Post by Jubatian » Fri Jun 28, 2019 7:06 pm

Wow, quite some ideas there!
rv6502 wrote:
Fri Jun 28, 2019 5:18 am
How about a 9th color pin that forces the output to white?
bst/bld could be used with that pin to add some kind of overlay for cheap, or quicker 1bpp output.
I don't see too much point in doing that as I already have a 2.25 cycles / pixel 1bpp mode with arbitrary FG / BG colour for each scanline. That's up to some 400 pixels width! You could only do better than that by clocking pixels out using UART in SPI master mode (2 cycles per pixel I think), but that again would be fixed colours. Without that going higher in resolution than 2.25 cycles / pixel is not possible as you need loads and jumps, which enforce some 3 clocks wide pixels. Primarily this 2.25 cycles / pixel mode is designed to go along with the 4.5 cycles / pixel 4bpp mode (for a similar effect to mixing high-resolution text and Multicolour on Commodore 64).
rv6502 wrote:
Fri Jun 28, 2019 5:18 am
Allowing a mode where the GPU to do BG(s) and the logic MCU could do sprites, which would take less processing than BGs if timers are used. Leaving plenty for game logic. Bonus: it saves transferring the sprite updates.
This could be interesting! I am envisioning something along the lines of Mode 72 for such, whether it was possible to get the L-MCU preparing a scanline with sprite data, which then can be transferred and merged onto the background in the V-MCU. The greatest benefit would be RAM as otherwise this setup is a freaking powerhouse, to generate a normal Uzebox-style tiled mode, you have about 3-4 times more CPU. The most often you would run out of RAM before hitting the blitting bottleneck, especially if you wanted all the graphics to be loaded from SD. Which you would have to keep in the L-CPU's RAM as well to blit sprites. So if such a mode could be devised, that would save RAM (as background would only have to be placed on the V-CPU). CPU not so much since such a mode takes away all the display frame time with no frame drop (30FPS) option.

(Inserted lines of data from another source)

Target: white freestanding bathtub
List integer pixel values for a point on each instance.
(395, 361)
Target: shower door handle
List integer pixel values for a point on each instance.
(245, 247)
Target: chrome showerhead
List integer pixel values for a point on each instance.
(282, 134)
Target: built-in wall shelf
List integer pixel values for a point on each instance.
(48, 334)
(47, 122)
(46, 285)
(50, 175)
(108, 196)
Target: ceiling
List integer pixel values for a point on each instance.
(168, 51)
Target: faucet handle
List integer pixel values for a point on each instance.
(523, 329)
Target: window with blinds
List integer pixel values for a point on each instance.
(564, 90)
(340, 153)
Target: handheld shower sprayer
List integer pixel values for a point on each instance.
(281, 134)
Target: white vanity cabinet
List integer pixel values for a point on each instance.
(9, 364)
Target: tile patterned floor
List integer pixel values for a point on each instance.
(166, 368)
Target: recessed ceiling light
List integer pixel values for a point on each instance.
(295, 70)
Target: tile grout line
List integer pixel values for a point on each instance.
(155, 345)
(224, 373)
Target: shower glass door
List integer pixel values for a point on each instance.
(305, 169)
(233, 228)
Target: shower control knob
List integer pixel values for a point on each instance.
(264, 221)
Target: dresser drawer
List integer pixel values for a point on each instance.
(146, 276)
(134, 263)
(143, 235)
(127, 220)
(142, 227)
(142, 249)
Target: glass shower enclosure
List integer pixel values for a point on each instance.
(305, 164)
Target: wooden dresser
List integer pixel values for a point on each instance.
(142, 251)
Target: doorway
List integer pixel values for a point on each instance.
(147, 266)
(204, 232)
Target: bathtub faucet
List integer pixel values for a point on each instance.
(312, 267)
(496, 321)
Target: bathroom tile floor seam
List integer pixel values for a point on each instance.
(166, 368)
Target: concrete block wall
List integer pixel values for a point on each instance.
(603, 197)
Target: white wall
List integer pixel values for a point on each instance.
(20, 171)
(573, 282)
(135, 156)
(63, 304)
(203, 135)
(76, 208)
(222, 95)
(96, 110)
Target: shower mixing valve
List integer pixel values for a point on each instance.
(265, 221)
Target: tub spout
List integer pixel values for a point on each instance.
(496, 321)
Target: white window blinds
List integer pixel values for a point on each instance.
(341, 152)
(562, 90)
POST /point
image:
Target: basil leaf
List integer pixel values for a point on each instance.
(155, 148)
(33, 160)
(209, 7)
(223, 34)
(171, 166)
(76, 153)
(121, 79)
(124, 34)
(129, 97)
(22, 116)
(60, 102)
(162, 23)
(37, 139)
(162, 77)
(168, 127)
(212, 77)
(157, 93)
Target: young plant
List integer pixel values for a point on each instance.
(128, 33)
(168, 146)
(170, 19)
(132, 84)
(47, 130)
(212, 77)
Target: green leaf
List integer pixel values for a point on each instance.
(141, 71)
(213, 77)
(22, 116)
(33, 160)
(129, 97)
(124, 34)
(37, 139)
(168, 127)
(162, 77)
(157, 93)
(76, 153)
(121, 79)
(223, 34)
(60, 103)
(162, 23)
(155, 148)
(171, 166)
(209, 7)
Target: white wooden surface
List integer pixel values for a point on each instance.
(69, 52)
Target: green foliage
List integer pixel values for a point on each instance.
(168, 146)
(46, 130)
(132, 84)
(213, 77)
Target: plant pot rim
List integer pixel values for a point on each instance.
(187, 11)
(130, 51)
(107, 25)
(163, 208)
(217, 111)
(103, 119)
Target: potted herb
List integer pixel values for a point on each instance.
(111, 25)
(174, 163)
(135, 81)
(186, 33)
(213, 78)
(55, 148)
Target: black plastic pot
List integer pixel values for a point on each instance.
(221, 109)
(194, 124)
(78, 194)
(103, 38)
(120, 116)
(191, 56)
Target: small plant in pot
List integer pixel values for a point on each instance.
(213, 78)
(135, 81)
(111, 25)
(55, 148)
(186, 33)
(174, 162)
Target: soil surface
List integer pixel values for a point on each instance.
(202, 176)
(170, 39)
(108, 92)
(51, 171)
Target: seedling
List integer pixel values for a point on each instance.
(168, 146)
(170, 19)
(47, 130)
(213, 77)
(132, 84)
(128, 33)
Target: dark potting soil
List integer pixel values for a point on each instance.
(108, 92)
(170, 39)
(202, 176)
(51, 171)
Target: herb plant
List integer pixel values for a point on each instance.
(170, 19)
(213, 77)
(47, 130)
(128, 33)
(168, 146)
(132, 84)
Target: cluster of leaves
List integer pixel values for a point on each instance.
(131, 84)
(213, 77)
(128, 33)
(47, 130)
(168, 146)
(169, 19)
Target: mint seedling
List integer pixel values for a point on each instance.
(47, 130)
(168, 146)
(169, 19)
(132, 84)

I will definitely look into this, without hardware mods. We certainly have the transfer bandwidth, the greater unknown being whether it was possible to code such on the V-CPU.

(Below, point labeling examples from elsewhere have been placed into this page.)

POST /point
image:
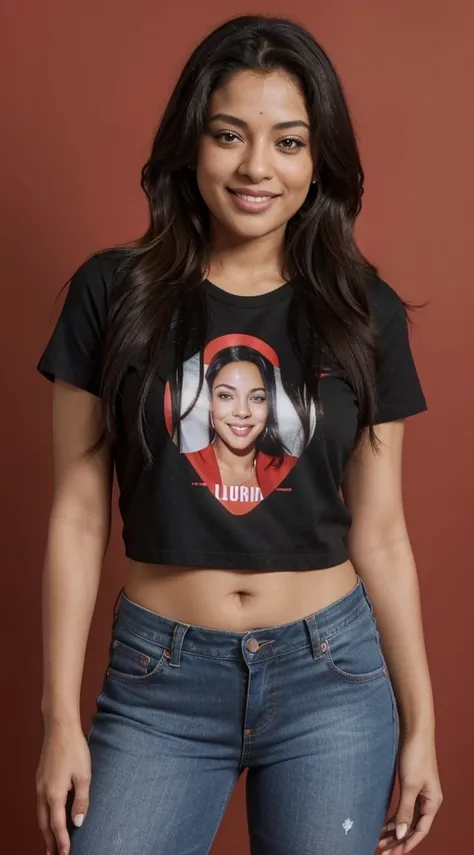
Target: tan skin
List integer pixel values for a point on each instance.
(248, 150)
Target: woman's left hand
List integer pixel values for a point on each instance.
(420, 796)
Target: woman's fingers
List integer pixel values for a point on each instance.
(80, 804)
(422, 827)
(57, 822)
(43, 822)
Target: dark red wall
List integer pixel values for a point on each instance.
(84, 84)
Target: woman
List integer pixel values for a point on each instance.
(245, 457)
(253, 641)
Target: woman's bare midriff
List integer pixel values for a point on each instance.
(234, 600)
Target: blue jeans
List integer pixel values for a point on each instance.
(306, 707)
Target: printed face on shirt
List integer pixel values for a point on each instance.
(239, 407)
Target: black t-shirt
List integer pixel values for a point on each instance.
(247, 478)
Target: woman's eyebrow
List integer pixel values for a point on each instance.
(234, 389)
(280, 126)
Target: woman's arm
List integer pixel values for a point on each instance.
(380, 550)
(78, 535)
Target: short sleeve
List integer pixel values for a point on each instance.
(399, 389)
(74, 351)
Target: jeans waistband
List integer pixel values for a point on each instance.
(264, 643)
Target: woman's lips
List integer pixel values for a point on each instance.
(252, 205)
(241, 430)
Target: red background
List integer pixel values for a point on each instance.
(84, 83)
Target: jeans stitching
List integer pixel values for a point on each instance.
(271, 716)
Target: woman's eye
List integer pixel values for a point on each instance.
(224, 136)
(294, 143)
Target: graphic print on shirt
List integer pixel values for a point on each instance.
(235, 423)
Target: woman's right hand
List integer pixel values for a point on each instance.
(64, 762)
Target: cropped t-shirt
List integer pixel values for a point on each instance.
(190, 508)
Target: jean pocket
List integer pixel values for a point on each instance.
(354, 653)
(134, 658)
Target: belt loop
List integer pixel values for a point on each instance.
(115, 609)
(314, 636)
(180, 631)
(366, 594)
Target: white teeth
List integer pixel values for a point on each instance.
(253, 198)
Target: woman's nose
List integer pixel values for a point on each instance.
(256, 164)
(241, 409)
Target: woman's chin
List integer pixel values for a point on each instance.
(239, 445)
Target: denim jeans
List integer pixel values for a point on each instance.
(307, 708)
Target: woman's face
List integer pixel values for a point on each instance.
(246, 149)
(239, 407)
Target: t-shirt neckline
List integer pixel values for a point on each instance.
(270, 298)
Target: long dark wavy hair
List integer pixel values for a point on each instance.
(163, 270)
(269, 441)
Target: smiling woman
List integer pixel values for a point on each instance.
(248, 146)
(247, 372)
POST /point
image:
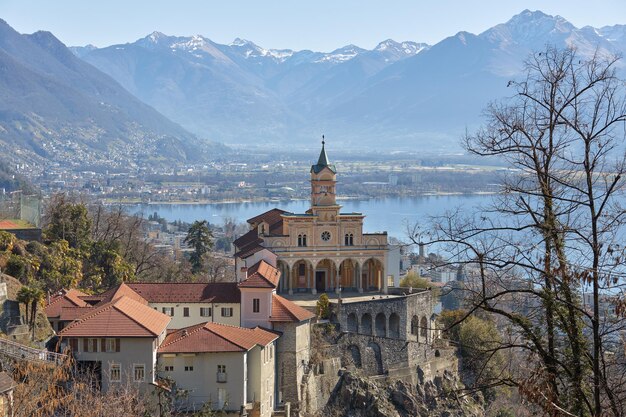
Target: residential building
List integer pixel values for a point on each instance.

SPI, I am a bit uncertain on this one. I purposely chose the way Uzebox does it as it allows reusing the programmer pins to communicate with the SD card, and it works quite fine. The SD card otherwise is a real mess, giving lots of headache even when interfacing the SPI RAM on Uzebox. I wouldn't really want to share at least the MISO (which the card can affect) with anything.

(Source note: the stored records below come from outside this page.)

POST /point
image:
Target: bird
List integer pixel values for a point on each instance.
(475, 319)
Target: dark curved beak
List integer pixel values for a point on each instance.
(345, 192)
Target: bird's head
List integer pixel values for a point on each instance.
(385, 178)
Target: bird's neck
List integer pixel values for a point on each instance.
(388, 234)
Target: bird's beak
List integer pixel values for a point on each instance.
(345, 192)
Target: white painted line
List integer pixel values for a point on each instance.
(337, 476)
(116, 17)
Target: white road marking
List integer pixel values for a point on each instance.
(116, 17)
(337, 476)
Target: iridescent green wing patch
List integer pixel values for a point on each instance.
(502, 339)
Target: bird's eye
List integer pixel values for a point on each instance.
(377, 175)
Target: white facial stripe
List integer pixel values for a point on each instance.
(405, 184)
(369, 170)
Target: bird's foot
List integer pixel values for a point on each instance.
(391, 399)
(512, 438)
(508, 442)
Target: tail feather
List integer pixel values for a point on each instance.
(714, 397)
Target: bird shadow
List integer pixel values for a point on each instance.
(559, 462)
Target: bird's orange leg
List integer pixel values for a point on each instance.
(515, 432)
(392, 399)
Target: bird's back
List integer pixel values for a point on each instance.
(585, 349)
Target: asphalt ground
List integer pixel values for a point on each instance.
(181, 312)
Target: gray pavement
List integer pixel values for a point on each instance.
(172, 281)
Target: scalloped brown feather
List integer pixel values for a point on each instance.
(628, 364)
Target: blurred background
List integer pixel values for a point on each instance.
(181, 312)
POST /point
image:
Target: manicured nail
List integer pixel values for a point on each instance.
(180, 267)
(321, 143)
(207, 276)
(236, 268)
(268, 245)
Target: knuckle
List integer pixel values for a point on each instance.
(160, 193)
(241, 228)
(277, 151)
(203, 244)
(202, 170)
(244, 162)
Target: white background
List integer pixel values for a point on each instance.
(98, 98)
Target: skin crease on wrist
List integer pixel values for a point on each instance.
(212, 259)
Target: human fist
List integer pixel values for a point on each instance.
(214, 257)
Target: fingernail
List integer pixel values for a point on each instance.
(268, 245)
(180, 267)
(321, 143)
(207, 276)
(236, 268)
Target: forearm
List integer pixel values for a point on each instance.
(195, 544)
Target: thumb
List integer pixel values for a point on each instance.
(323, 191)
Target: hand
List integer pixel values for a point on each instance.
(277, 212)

Gamepads are fine scanned slow, in the Uzebox kernel, it is normally a tightly timed code, however in Flight of a Dragon, the new bootloader, and other kernel experiments, I set them up to be clocked from the HSync interrupt. This allows these programs to work with wireless SNES controllers (at least as it was reported, they are apparently slow). There are only a few bits to clock in, so no real latency. On the MicroDuo, I would similarly add the code to the L-CPU's audio engine. So with them I am also a bit reluctant on sharing, due to the uncertainties related to those wireless SNES controllers (such as even whether they could be messed up by "foreign" data on their lines from the SD card when communicating with the SD card).

Otherwise it might be interesting to experiment with using the SCK and MOSI for other things beyond the SD card (when the SD's Chip Select is high), but again, the programmer could be in the way. Probably not that much like I envision, though, and they could be used for some things. Maybe to communicate with an alphanumeric LCD panel, that could be a fun optional item only needing the out direction :)

Protection resistors, definitely not a bad idea of course if you worry about getting them driving each other! I purposely plan towards fixed directions though. The 16 lines always L-CPU => V-CPU, communicating back data would be slow bit banging by the few control signals (rare utility, and this case I would say better be safe than sorry). So the software provided with the MicroDuo would be designed to minimize the chance of such happening even if you built the most bare-bone minimalistic HW for it.